This repository contains several fuzzing targets that can be used with generic fuzzing engines like AFL and libFuzzer.
These targets are built by passing the --enable-fuzz-targets option to the configure, then building as usual. You can also build only these targets by going into the pdns/ directory and issuing a 'make fuzz_targets' command.
The current targets cover:
- the auth, dnsdist and rec packet caches (fuzz_target_packetcache and fuzz_target_dnsdistcache) ;
- MOADNSParser (fuzz_target_moadnsparser) ;
- ZoneParserTNG (fuzz_target_zoneparsertng).

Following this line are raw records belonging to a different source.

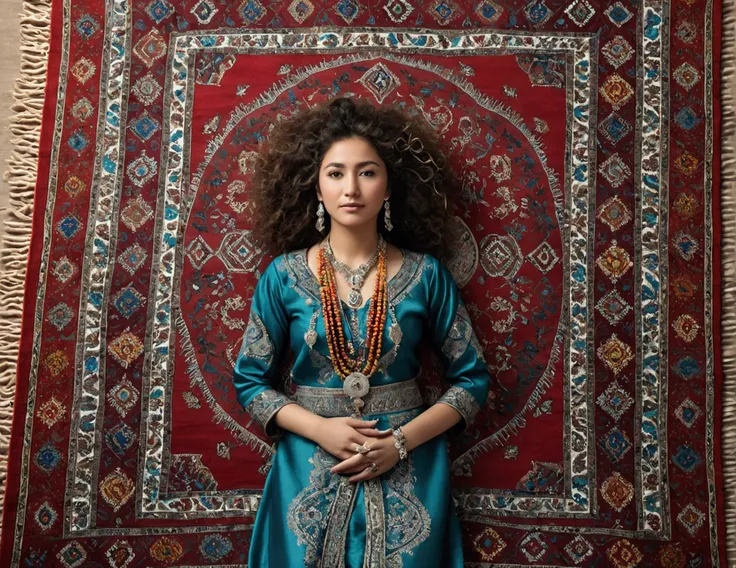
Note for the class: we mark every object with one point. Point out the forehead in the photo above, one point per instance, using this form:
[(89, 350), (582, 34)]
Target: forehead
[(351, 150)]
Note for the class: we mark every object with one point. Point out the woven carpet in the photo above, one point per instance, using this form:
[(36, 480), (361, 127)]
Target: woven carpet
[(585, 136)]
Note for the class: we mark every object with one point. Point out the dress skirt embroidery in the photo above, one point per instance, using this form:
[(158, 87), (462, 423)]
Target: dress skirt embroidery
[(311, 517)]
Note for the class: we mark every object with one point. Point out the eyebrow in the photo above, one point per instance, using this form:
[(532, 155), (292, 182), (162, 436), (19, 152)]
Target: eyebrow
[(360, 165)]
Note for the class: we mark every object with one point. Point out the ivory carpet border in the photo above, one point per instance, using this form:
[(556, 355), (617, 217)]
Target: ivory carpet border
[(728, 263)]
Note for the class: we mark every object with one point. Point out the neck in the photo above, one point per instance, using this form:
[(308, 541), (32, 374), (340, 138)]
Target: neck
[(353, 246)]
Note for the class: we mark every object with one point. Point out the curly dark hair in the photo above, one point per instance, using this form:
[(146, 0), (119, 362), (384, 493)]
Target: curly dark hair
[(283, 187)]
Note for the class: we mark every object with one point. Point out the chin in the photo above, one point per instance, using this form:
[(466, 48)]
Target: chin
[(355, 221)]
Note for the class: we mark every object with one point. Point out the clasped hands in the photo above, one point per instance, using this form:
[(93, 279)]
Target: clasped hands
[(359, 445)]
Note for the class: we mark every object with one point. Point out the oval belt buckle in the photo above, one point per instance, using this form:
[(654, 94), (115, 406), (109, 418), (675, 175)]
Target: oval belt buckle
[(356, 386)]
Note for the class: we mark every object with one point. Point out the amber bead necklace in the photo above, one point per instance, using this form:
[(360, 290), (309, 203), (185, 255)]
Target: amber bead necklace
[(354, 371)]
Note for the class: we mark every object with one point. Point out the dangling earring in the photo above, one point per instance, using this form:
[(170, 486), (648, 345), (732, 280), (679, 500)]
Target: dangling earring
[(320, 218), (387, 216)]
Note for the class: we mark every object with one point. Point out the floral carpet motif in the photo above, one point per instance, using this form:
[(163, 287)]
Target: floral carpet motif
[(581, 133)]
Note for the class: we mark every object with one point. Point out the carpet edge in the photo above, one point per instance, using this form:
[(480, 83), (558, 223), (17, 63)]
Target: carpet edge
[(20, 176)]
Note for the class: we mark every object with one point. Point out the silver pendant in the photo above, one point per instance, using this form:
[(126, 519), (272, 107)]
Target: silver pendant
[(355, 299), (356, 385), (310, 338)]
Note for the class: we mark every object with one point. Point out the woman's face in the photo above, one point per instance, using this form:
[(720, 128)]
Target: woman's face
[(352, 182)]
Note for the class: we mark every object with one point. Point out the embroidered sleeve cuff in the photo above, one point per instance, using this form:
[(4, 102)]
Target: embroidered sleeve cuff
[(264, 407), (462, 401)]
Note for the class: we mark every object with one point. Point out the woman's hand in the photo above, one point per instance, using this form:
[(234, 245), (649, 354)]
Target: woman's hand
[(340, 436), (383, 453)]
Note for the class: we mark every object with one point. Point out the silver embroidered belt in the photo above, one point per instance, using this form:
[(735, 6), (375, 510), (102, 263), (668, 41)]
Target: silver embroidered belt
[(382, 399)]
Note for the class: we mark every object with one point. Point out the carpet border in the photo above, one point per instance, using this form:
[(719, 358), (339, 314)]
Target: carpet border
[(21, 177), (728, 271)]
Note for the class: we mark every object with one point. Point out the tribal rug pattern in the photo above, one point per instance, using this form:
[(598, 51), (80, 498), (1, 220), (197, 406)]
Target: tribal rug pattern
[(582, 133)]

By default the targets are linked against a standalone target, pdns/standalone_fuzz_target_runner.cc, which does no fuzzing but makes it easy to check a given test file, or just that the fuzzing targets can be built properly.
This behaviour can be changed via the LIB_FUZZING_ENGINE variable, for example by setting it to -lFuzzer, building with clang by setting CC=clang CXX=clang++ before running the configure and adding '-fsanitize=fuzzer-no-link' to CFLAGS and CXXFLAGS. Doing so instructs the compiler to instrument the code for efficient fuzzing but not to link directly with -lFuzzer, which would make the compilation tests done during the configure phase fail.
In order to catch the maximum of issues during fuzzing, it makes sense to enable the ASAN and UBSAN sanitizers via --enable-asan and --enable-ubsan options to the configure, or to set the appropriate flags directly.
This directory contains a few files used for continuous fuzzing of the PowerDNS products.
The 'corpus' directory contains two sub-directories:
- raw-dns-packets/ contains DNS queries and responses as captured on the wire. These are used by the fuzz_target_dnsdistcache, fuzz_target_moadnsparser and fuzz_target_packetcache targets ;
- zones/ contains DNS zones, used by the fuzz_target_zoneparsertng target.
When run in the OSS-Fuzz environment, the zone files from the regression-tests/zones/ directory are added to the ones present in the fuzzing/corpus/zones/ directory.